Após articulação política no Congresso Nacional, o Ministério do Meio Ambiente decidiu, em dezembro de 2025, suspender temporariamente a elaboração da Lista Nacional de Espécies Exóticas Invasoras. A proposta vinha sendo conduzida pela Comissão Nacional da Biodiversidade (Conabio) e passou a enfrentar forte resistência da Frente Parlamentar da Agropecuária (FPA), que levou o tema ao centro do debate legislativo ao apontar potenciais impactos econômicos, produtivos e jurídicos.
A minuta apresentada pelo governo em outubro de 2025 classificava como exóticas invasoras espécies amplamente utilizadas no Brasil, como tilápia, camarão vannamei, eucalipto, pinus, manga, goiaba e jaca. Para a bancada do agro, o texto foi elaborado sem diálogo prévio com os setores diretamente envolvidos e ignorava cadeias produtivas consolidadas, responsáveis por geração de emprego, renda e exportações.
A reação teve início na Câmara dos Deputados, onde parlamentares da FPA passaram a questionar publicamente os critérios técnicos adotados pela Conabio. Em sessões da Comissão de Agricultura (CAPADR), o presidente da bancada, deputado Pedro Lupion (PP-PR), afirmou que a proposta não refletia a realidade da agropecuária brasileira e alertou para os riscos à piscicultura com a inclusão da tilápia, espécie responsável por cerca de 70% do pescado produzido no país, com forte concentração no Paraná.
Segundo Lupion, a classificação poderia gerar insegurança jurídica em processos de licenciamento ambiental, acesso a crédito e certificações sanitárias. “Estamos falando de atividades estruturadas, com práticas sustentáveis e que garantem renda a milhares de famílias.

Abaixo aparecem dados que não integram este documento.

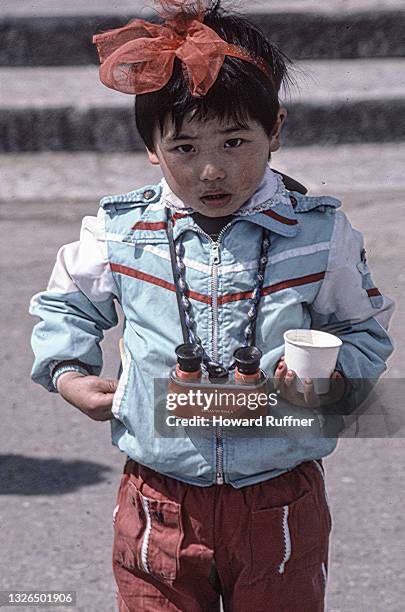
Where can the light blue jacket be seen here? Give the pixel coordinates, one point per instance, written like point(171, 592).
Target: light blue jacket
point(316, 277)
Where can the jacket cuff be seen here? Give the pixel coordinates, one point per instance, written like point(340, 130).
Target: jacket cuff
point(63, 366)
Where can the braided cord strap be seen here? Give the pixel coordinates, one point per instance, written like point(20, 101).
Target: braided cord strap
point(185, 308)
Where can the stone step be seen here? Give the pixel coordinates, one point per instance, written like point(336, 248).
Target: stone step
point(59, 178)
point(53, 33)
point(68, 109)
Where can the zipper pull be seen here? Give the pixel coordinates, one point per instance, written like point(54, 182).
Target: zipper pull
point(215, 252)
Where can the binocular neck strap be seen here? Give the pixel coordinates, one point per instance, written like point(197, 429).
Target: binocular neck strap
point(183, 302)
point(172, 248)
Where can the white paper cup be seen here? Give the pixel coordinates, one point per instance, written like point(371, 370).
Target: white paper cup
point(311, 354)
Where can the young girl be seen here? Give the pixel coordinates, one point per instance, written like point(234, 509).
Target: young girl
point(243, 255)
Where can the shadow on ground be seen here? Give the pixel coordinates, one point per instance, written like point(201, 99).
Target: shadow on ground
point(22, 475)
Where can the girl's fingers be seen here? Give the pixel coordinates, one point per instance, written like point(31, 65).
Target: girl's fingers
point(279, 374)
point(289, 378)
point(310, 397)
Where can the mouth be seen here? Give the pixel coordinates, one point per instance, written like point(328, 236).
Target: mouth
point(216, 199)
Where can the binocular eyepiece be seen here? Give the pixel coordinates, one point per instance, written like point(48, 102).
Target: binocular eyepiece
point(247, 360)
point(189, 357)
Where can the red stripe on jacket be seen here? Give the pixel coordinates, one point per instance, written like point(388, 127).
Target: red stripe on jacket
point(222, 299)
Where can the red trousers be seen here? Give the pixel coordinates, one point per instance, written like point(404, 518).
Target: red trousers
point(263, 548)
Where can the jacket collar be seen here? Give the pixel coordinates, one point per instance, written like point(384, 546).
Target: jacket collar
point(270, 207)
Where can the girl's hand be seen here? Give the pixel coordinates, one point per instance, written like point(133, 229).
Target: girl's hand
point(90, 394)
point(285, 384)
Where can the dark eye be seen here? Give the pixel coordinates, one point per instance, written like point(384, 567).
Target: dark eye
point(233, 143)
point(185, 149)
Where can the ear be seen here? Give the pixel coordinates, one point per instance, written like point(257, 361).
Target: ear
point(153, 158)
point(274, 139)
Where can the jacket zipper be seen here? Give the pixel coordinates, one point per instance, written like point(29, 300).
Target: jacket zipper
point(216, 260)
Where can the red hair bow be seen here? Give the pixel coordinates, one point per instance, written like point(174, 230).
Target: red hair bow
point(139, 57)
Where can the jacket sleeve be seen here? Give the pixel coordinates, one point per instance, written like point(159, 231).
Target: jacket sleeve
point(76, 308)
point(351, 307)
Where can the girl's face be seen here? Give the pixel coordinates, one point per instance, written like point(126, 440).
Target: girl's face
point(214, 168)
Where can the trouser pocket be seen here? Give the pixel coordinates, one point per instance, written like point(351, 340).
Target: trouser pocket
point(147, 533)
point(289, 537)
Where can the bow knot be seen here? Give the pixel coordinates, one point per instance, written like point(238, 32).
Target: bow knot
point(139, 57)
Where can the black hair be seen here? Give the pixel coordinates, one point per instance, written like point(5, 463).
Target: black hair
point(241, 92)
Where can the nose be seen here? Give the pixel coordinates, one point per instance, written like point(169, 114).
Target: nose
point(212, 171)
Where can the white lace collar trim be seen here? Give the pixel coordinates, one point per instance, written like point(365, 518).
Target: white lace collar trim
point(270, 193)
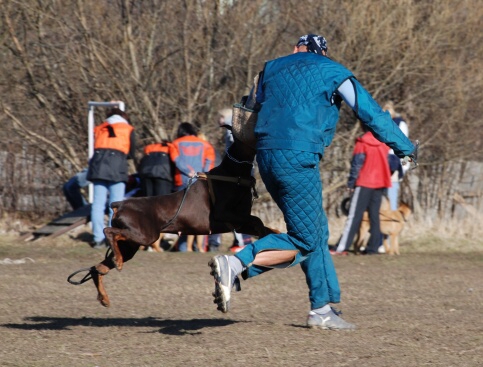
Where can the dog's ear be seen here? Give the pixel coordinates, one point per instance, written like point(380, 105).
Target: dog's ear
point(229, 127)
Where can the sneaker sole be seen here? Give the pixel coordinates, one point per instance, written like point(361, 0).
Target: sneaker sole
point(219, 294)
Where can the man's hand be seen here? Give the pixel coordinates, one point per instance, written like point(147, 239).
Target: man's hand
point(412, 159)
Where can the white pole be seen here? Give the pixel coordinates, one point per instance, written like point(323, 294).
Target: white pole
point(90, 131)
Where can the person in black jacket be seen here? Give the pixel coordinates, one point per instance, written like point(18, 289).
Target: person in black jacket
point(114, 143)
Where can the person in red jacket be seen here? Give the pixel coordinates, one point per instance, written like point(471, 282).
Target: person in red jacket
point(369, 177)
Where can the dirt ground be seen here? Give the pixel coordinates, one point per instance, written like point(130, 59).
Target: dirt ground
point(419, 309)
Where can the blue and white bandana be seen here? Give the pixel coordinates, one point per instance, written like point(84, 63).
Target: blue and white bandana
point(315, 44)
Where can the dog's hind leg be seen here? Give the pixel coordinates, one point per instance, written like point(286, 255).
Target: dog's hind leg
point(391, 245)
point(113, 235)
point(396, 244)
point(97, 275)
point(255, 227)
point(387, 242)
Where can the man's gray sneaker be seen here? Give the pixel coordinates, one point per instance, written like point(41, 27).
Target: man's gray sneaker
point(225, 279)
point(328, 321)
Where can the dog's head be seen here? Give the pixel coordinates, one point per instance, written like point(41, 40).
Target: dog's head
point(405, 211)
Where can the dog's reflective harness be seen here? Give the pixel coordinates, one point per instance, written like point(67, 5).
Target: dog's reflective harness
point(240, 181)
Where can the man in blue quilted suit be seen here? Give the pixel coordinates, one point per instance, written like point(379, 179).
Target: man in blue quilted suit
point(300, 96)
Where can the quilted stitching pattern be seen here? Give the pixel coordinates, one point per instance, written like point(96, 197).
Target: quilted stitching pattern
point(292, 94)
point(293, 180)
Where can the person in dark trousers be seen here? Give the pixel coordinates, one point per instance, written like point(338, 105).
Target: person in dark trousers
point(156, 169)
point(114, 143)
point(369, 177)
point(299, 98)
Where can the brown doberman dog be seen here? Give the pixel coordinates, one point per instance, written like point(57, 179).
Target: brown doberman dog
point(392, 223)
point(219, 201)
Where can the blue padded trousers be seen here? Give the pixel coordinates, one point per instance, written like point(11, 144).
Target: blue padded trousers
point(293, 180)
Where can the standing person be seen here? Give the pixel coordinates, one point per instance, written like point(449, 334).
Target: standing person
point(399, 170)
point(190, 155)
point(156, 173)
point(72, 189)
point(114, 144)
point(368, 179)
point(225, 117)
point(300, 96)
point(156, 169)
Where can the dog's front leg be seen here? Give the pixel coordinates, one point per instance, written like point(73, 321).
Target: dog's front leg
point(112, 237)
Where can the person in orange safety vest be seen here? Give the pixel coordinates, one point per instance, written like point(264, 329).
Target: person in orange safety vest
point(114, 144)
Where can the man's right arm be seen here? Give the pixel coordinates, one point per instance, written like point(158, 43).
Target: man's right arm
point(371, 114)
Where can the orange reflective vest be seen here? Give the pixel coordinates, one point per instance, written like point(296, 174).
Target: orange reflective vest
point(113, 136)
point(157, 148)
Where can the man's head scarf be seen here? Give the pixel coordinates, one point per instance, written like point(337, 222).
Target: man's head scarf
point(315, 44)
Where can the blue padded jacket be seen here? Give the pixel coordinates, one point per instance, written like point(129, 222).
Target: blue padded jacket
point(299, 108)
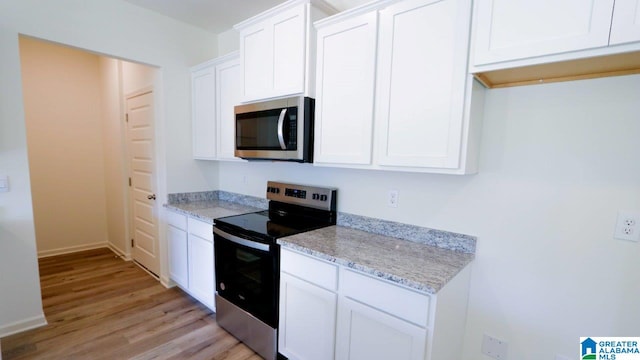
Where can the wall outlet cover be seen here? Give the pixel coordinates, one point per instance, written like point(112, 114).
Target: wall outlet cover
point(627, 226)
point(494, 348)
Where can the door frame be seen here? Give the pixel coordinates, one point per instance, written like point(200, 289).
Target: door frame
point(159, 174)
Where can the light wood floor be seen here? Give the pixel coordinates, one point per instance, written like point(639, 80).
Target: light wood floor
point(101, 307)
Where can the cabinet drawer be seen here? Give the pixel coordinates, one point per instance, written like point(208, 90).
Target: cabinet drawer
point(397, 301)
point(176, 220)
point(315, 271)
point(201, 229)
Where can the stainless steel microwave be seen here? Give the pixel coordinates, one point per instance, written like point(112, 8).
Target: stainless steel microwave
point(280, 129)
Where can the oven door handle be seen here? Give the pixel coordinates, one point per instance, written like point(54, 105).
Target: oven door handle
point(241, 241)
point(283, 146)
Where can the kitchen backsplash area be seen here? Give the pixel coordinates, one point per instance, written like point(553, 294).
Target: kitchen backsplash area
point(438, 238)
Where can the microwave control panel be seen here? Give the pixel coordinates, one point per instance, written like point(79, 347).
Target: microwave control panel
point(318, 197)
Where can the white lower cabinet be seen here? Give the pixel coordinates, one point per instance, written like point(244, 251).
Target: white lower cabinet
point(307, 324)
point(364, 332)
point(365, 317)
point(191, 261)
point(178, 265)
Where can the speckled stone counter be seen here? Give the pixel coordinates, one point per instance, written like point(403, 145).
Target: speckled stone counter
point(207, 210)
point(420, 266)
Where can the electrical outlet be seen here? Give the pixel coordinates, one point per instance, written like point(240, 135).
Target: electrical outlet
point(392, 200)
point(627, 227)
point(4, 183)
point(494, 348)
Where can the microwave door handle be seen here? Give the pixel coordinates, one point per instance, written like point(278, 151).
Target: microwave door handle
point(283, 146)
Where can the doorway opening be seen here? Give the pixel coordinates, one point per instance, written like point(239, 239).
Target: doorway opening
point(81, 154)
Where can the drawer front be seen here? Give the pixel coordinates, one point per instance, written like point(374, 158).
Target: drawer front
point(175, 219)
point(395, 300)
point(315, 271)
point(201, 229)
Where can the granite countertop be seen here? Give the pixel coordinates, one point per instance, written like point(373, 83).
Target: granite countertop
point(423, 267)
point(207, 210)
point(420, 258)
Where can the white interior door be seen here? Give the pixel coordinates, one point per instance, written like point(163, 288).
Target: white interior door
point(142, 190)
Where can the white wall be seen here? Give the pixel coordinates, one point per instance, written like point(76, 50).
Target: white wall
point(114, 142)
point(19, 280)
point(62, 99)
point(557, 161)
point(114, 28)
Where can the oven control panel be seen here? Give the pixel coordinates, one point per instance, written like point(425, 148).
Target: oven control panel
point(312, 196)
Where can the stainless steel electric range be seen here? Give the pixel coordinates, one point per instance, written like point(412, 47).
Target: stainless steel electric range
point(247, 260)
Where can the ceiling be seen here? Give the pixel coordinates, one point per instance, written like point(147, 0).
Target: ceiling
point(217, 16)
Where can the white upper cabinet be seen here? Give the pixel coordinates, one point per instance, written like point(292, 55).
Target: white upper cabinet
point(625, 26)
point(345, 90)
point(203, 112)
point(516, 29)
point(274, 50)
point(228, 94)
point(216, 89)
point(409, 107)
point(421, 83)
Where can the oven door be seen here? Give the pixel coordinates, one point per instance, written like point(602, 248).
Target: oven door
point(247, 274)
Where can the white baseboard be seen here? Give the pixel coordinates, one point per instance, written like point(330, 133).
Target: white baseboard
point(166, 282)
point(71, 249)
point(119, 252)
point(23, 325)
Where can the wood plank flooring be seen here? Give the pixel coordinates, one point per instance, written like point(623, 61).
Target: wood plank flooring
point(101, 307)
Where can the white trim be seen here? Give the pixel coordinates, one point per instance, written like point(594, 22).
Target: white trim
point(320, 4)
point(71, 249)
point(24, 325)
point(119, 252)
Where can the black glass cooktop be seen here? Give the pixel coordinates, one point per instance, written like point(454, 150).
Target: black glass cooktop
point(267, 225)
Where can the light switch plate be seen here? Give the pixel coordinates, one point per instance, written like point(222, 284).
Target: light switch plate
point(4, 183)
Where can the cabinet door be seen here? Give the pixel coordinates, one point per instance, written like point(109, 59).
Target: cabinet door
point(307, 320)
point(256, 53)
point(517, 29)
point(203, 115)
point(366, 333)
point(228, 94)
point(178, 261)
point(345, 91)
point(289, 44)
point(201, 270)
point(421, 83)
point(625, 26)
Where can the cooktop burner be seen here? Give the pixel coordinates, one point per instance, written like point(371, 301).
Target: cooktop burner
point(292, 209)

Uma decisão dessa magnitude precisa considerar diálogo e base científica sólida”, afirmou.
A mobilização avançou para o Senado. Em audiência pública realizada em dezembro, na Comissão de Agricultura e Reforma Agrária (CRA), parlamentares reforçaram posição contrária à proposta e cobraram esclarecimentos do governo. Diante da ausência da ministra Marina Silva, os senadores aprovaram um novo requerimento de convocação. O senador Jorge Seif (PL-SC), integrante da FPA, afirmou que o setor produtivo tomou conhecimento da lista quando os impactos já estavam em debate. “Uma classificação como essa afeta diretamente licenciamento, crédito e exportações”, disse.
No Senado, o debate também evidenciou preocupações com cadeias industriais associadas ao eucalipto e ao pinus, historicamente incentivadas pelo próprio Estado e fundamentais para setores como papel e celulose, madeira e biomassa energética. Houve ainda questionamentos sobre a inclusão de espécies da fruticultura e da aquicultura consolidadas em diversas regiões do país.
Diante da repercussão no Congresso Nacional, o Ministério do Meio Ambiente anunciou a suspensão temporária do processo. Em nota, a Pasta informou que a decisão visa ampliar o diálogo com setores econômicos e instituições científicas antes da retomada dos trabalhos, ressaltando que a lista teria caráter preventivo e não implicaria, por si só, restrições imediatas ao cultivo.
Para a FPA, a suspensão é resultado direto da articulação política da bancada. Deputados e senadores defendem agora a criação de um grupo técnico interministerial, com participação do setor produtivo, para revisar os critérios da Conabio e construir diretrizes que conciliem preservação ambiental, segurança jurídica e continuidade da produção.
“O Brasil tem expertise para produzir com sustentabilidade. O caminho é integrar ciência, tecnologia e a experiência de quem está no campo”, concluiu Lupion. A expectativa da FPA é que o governo apresente uma nova proposta com critérios mais claros e diálogo prévio, evitando que políticas ambientais avancem sobre atividades consideradas estratégicas para a economia nacional.